Diane Bishop, who won $1.5M lottery while fighting stage 4 breast cancer, has died

A N.L. convenience store operator whose story touched hearts across Canada after winning a $1.5-million lottery while battling Stage 4 breast cancer has died.

Single mother of 2 from N.L. said she couldn't afford to quit her job to fight the disease

Diane Bishop had Stage 4 breast cancer when she won the Set For Life lottery in November. She died Tuesday. (Mark Cumby/CBC)

Diane Bishop, the Mount Pearl, N.L., convenience store operator whose story touched hearts across the country after she won a lottery while battling stage 4 breast cancer, has died, her family says.

She was 51.

"Diane fought not only for herself, but for those who could not speak for themselves as they dealt with their own financial battles that accompanied their cancer journey," reads the statement from the Bishop and Parsons families. 

She won $1.5 million and was able to leave her job while battling Stage 4 breast cancer late last year, but Diane Bishop died on Jan. 9 2:47

"Diane touched many lives and we know she will be missed greatly. Diane will forever be in our hearts and minds."

Bishop won the $1.5-million Super Set For Life lottery in November. Before winning the prize, she was a franchisee running the Needs Convenience store.

The statement from her family members went on to thank everyone who supported Bishop, but asked for privacy to mourn her. 

Her family said donations in her memory may be made to Daffodil Place in St. John's, which is operated by the Canadian Cancer Society and provides accommodations for people undergoing cancer treatments and their caregivers. 

"She had a very strong passion for her family and the welfare of her family," said Matthew Piercey, executive director of the N.L. chapter of the Canadian Cancer Society.

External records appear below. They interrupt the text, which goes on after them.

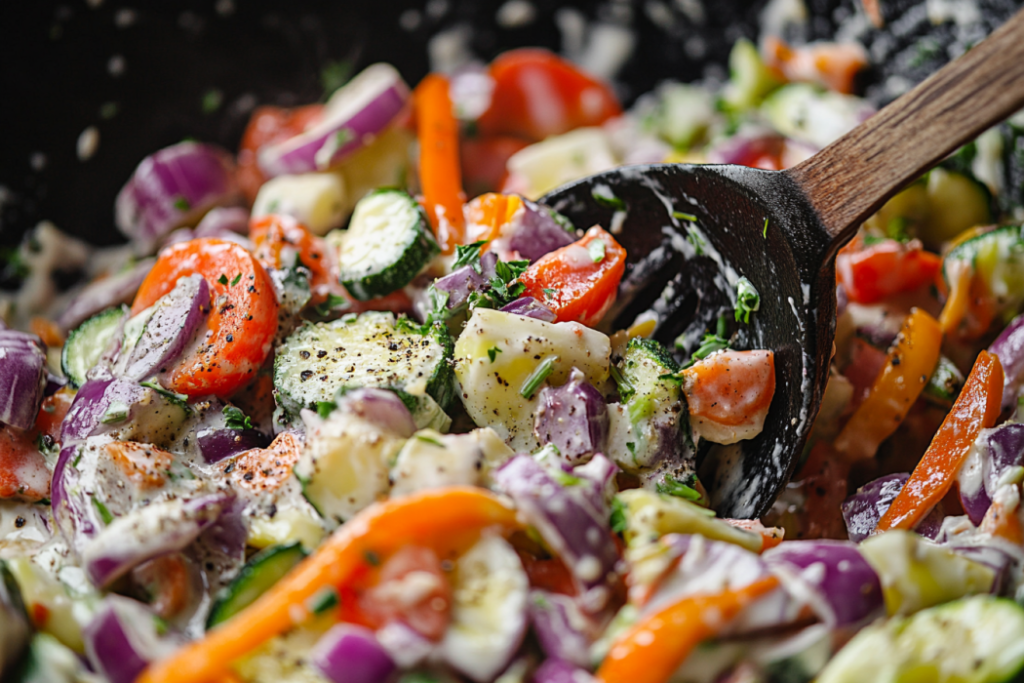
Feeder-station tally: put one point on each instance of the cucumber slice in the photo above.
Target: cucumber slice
(386, 246)
(975, 640)
(87, 342)
(259, 573)
(372, 350)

"She had a very difficult battle, and she really faced that in a positive manner, just a great individual."

Bishop was the single mother of two sons. She said she couldn't afford to stop working at Needs Convenience in Mount Pearl, N.L., despite having Stage 4 breast cancer. (Diane Bishop/Facebook)

A single mother of two sons in their 20s, Bishop told CBC News in October that she couldn't afford to stop working, despite her cancer spreading to her pelvic bone and lung, and her daily battles with bone and joint pain, nausea, headaches and severe fatigue from chemotherapy.

She won the lottery a month after CBC News reported her story.

"It's like this big ball of weight has been lifted off my shoulders," she said. "The stress is gone, the anxiety of being sick. I know I can't beat stage 4 because you're a ticking time bomb, but it's given me hope that maybe it can go dormant for awhile ... and I can live my life.

Bishop was diagnosed with Stage 4 triple negative breast cancer in April 2016. (CBC)

"This money wasn't about going out and buying a new house or taking trips," she said. "This was about survival. I can survive now, and my kids can survive."

Bishop was diagnosed in April 2016 with stage 4 triple negative breast cancer.